Fast, emotional systems scan for threat and opportunity. Slower, reflective systems simulate futures and weigh trade-offs. Some parts are tuned to immediate bodily needs, others monitor social approval. They don’t share a single plan or approach. They’re each doing their own job.

From the inside, this architecture feels like a room full of voices and actors. The part of you that wants comfort reaches for the dessert menu. The part that remembers long-term health pushes back. Another part tracks social cues and worries what people at the table will think. Your awareness sits in the middle, making a coherent choice out of messages that all arrived “from within.” When they’re close enough to agreement, you experience yourself as one person. When they diverge, you feel torn. And you call that “the problem.”

But inner conflict isn’t a malfunction. Those pushes and pulls are not evidence that your mind is fractured beyond repair. They’re evidence that multiple specialised subsystems are doing exactly what they evolved to do: protecting you, motivating you, orienting you, learning, each according to its own priorities and history.

Peace isn’t the permanent silence of internal noise. It’s what happens when the parts align: when what you see, what you value, what your body needs, and what you’re about to do are close enough to harmony that your next step feels obvious.

You rarely notice alignment while it's happening. There's nothing to notice. No friction, no negotiation, no pulling in two directions. It feels like nothing at all.

That alignment is real, and magical, but it’s also temporary.
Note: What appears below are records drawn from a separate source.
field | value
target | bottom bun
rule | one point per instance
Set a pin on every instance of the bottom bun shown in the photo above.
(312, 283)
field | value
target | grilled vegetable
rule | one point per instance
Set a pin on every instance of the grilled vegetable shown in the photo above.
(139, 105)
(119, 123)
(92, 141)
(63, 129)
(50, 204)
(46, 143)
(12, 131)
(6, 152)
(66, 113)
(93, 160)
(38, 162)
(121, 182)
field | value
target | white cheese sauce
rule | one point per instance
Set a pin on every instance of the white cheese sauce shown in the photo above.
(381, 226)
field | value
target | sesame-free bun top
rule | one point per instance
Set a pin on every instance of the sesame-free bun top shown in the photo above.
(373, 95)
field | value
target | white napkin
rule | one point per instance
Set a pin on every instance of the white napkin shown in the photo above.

New information arrives. Needs shift. The loosely coupled parts move independently inside.

The issue is not that we drift out of alignment. It’s believing that a mind built from many active parts should ever stay aligned. We imagine there is, or should be, a single “true self”. When reality fails to match that fantasy, we decide the system must be damaged, and try harder to exorcise or medicate away normal, shifting tensions.

Let’s start from a different assumption.

Your brain is not a flawed diamond or a faulty machine. It is a living network of loosely coupled systems, each with its own priorities, all sharing one body and one life. The “you” reading this is not a solitary, unified being. You are the pattern that emerges as those systems negotiate, argue, sync, and resync around what to do next.

We are legion

Our work is not to fix the splits in our mind, or chase the fantasy of permanent inner stillness. Our work is to understand the system inside. And learn how to align faster as the world keeps changing.